Up until this point, there has been a tendency to view this as a choice of casting the burden on either the homeless, or on downtown small-business families and their employees’ families. This is an opportunity for local government to step up and use its land resources and emergency powers to support the well-being of both groups, and to provide the best solution for all citizens by taking the burden upon themselves at the small cost of working through the obstacles, and providing use of government-controlled land on a temporary basis.

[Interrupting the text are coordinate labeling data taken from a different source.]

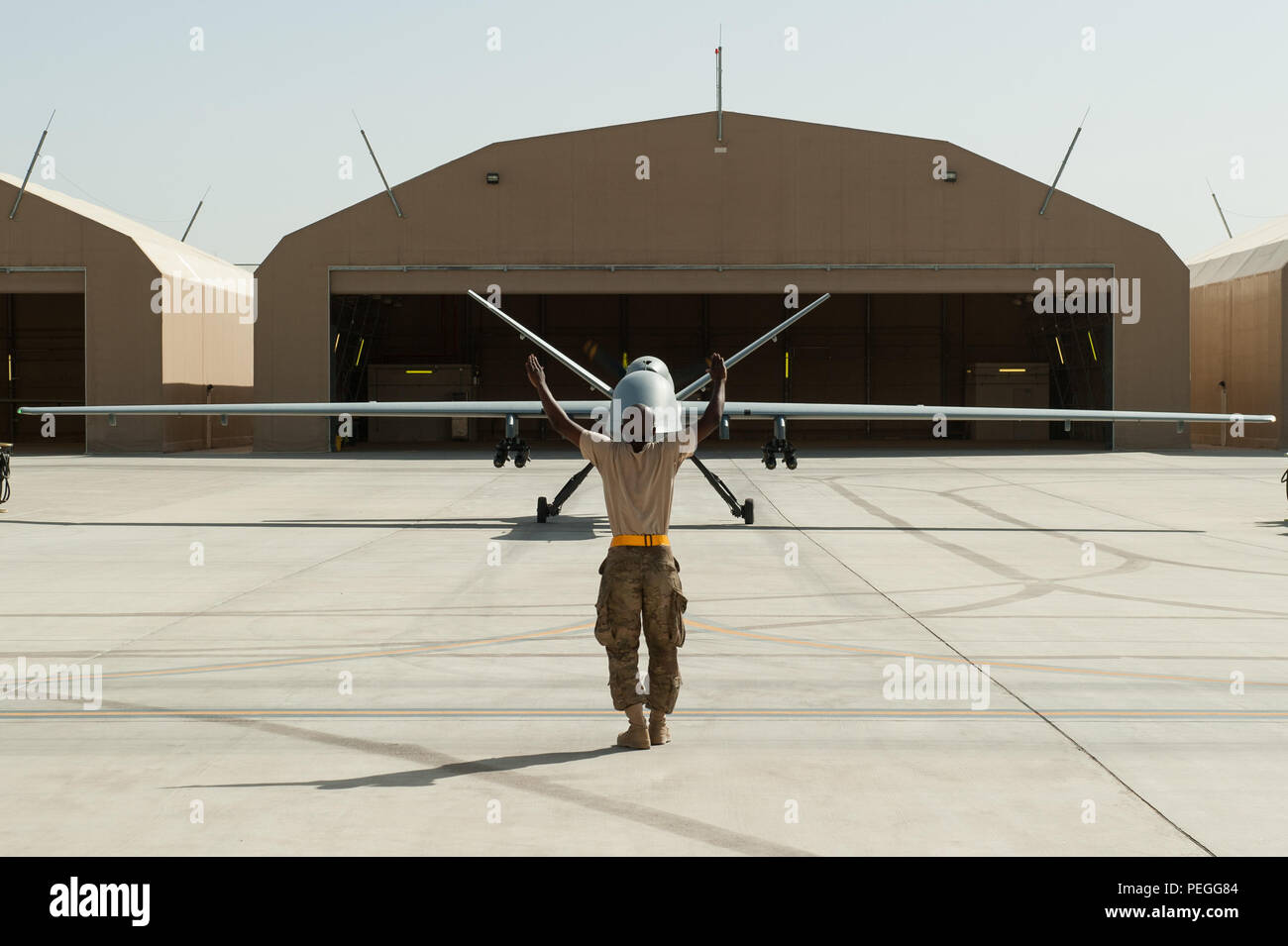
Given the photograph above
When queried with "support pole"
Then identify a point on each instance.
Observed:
(1051, 189)
(373, 152)
(34, 158)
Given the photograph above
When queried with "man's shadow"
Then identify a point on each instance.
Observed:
(423, 778)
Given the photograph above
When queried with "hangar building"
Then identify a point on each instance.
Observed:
(657, 239)
(1236, 334)
(81, 322)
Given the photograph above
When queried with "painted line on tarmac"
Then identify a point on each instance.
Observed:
(679, 713)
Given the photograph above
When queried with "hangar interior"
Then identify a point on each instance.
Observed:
(952, 349)
(43, 347)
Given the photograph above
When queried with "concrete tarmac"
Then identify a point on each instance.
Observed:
(369, 654)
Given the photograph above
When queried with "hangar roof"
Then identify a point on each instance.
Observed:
(1260, 250)
(165, 253)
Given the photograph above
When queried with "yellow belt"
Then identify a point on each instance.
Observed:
(640, 541)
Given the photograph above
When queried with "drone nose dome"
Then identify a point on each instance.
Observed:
(649, 364)
(652, 390)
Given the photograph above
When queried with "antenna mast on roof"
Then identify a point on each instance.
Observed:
(1223, 216)
(387, 189)
(719, 80)
(1051, 189)
(34, 158)
(194, 215)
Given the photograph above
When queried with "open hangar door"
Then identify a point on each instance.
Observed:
(400, 348)
(928, 348)
(854, 349)
(43, 358)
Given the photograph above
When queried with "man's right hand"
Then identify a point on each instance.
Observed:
(536, 373)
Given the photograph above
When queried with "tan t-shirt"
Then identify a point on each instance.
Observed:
(638, 486)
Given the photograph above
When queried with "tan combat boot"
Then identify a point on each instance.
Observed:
(658, 732)
(636, 734)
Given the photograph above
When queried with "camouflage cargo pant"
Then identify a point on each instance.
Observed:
(642, 580)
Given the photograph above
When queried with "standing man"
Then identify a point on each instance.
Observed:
(640, 576)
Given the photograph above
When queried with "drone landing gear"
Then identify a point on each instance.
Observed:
(511, 447)
(552, 508)
(746, 511)
(776, 448)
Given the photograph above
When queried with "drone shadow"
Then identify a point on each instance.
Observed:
(424, 778)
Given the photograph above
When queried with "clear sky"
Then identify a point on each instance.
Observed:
(262, 113)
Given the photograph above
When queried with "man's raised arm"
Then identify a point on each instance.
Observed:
(709, 420)
(559, 420)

This is a chance for local government to show compassion for all their citizens, not just one group or another. We are asking the City Council to briefly delay their decision on Tuesday, and ask the City and County to find ways to make one of their own sites available for the benefit of their citizens during this crisis.

About Guest Writer

Citizen Journalist • Member since Jun 15, 2008

Since 2007, this moniker has been used over 150 times on articles written by guest writers who may write once or very occasionally for Northwest Citizen, but not regularly. Some guest writers [...]

Comments by Readers

Chris Renoud

Jun 15, 2020

Thank you John and Janet Crew.  Your article is right on, the city is setting up the meeting on Tuesday to look like if you don’t support the Public Market location you don’t support the homeless, far from it.  They are turning their backs on the downtown and all of the dedicated small businesses that are already struggling to survive the virus and now they may very well put the nail in their coffin, all with no public input, non-transparent and a process that is not true to our values or the standard of vetting and public input that is the cornerstone of our democracy.  City Council and Mayer Seth, please slow down and consider other perfect temporary sites.